We designed a microarray containing probes for all annotated Hm genes (24), as well as tiling the central portion of the HmYb BAC sequence contig, which was previously identified as showing the strongest differentiation between Hm races (23). This was interrogated with RNA from four pupal developmental stages of Hm plesseni and Hm malleti. We compared levels of gene expression between races for each of three wing regions (hind-wings and two sections of the forewings, Figure 4) and eyes (here used as a non-wing control). Poik showed the strongest difference in expression of all genes within the mapped HmYb/N interval, with differences between races occurring in all three wing regions at day 1 and day 3 (Figure 4A, Figure S2A). No significant differences in expression of any genes in the region were observed at day 5 or day 7 (Figure S2). This was mirrored in the tiling array results where the strongest differences in expression were found in probes corresponding to poik, particularly in the 5’ UTR exons (Figure 4B, Figure S2B). No significant difference in expression was found in the eye. In all cases where differences were detected, poik expression was higher in Hm malleti than Hm plesseni (Figure 4C, Figure S2C). Expression differences within the presumed poik introns suggest the presence of additional 5’ UTR exons that were not detected by RACE or RT-PCR.

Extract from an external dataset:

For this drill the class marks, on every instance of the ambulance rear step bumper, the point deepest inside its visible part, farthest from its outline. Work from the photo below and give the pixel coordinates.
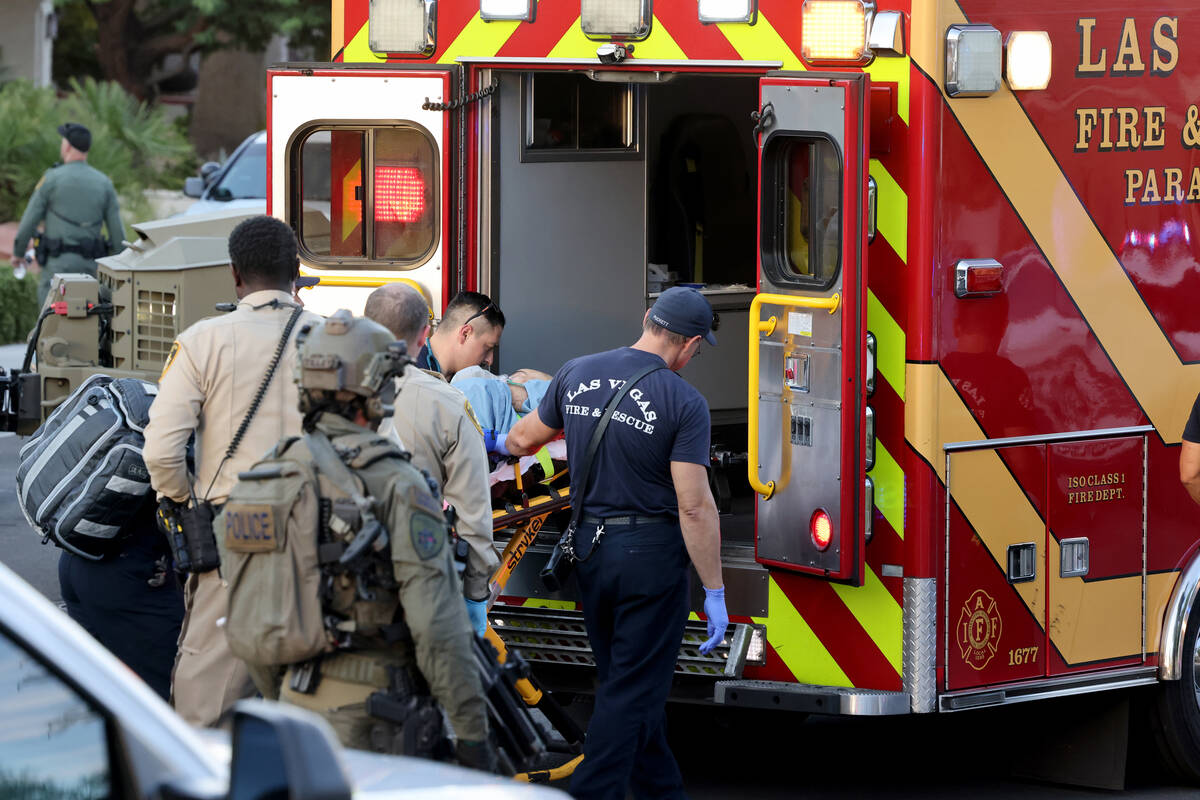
(810, 699)
(558, 636)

We also used this data to investigate spatial patterns of gene expression on the wing by comparing gene expression between proximal and distal forewing sections within each race. Hm malleti has a forewing yellow bar, controlled by the HmN locus, while in Hm plesseni this locus controls the positioning of red and white scales within the forewing band region. When comparing expression levels between wing sections across the HmYb/N genomic region, significant differences were again found primarily in day 1 and day 3 pupal wings rather than day 5 or day 7 (Figure 4, Figure S2), consistent with the comparisons of gene expression between races, and suggesting that these earlier stages are the most important for pattern specification. Furthermore, poik again showed the largest and most significant differences in expression in the HmYb region from both the gene array and the tiling array (Figure 4D,E, Figure S2H,I). Poik expression in Hm malleti was generally higher in the distal section that contains the yellow forewing band, although a few probes showed the opposite pattern, perhaps suggesting wing region specific splicing variation. In contrast for Hm plesseni expression was consistently higher in the proximal wing region (Figure 4F, Figure S2J). There was also evidence for differential splicing of poik between races, as the regions of poik showing differential expression were different between the two races.
Hm amaryllis/aglaope
These races have a hybrid zone in Peru and differ at the HmYb and HmN loci controlling the presence of the yellow hind-wing bar and yellow forewing band respectively. RNA-seq data for hind-wings from three developmental stages had previously been obtained for two individuals of each race at each stage (12 individuals in total) and used in the annotation of the Hm genome (24). We analysed this data to look for differences in gene expression between races and detected twelve, 95 and 208 genes as being differentially expressed between races at final instar larvae, day 2 and day 3 respectively using multiple analysis methods (Table S3). Only two genes were detected as being differentially expressed within the HmYb mapped region and both were only differentially expressed in the day 2 wings. HM00052 was upregulated in the yellow barred hind-wings of Hm amaryllis (p=0.018) while poik was upregulated in the rayed hind-wings of Hm aglaope (p=0.035). This difference in expression of poik is consistent with the upregulation that we detected in the phenotypically similar Hm malleti, and could be linked to the role of the HmYb/N locus in controlling the length of the hind-wing anterior red bar (14).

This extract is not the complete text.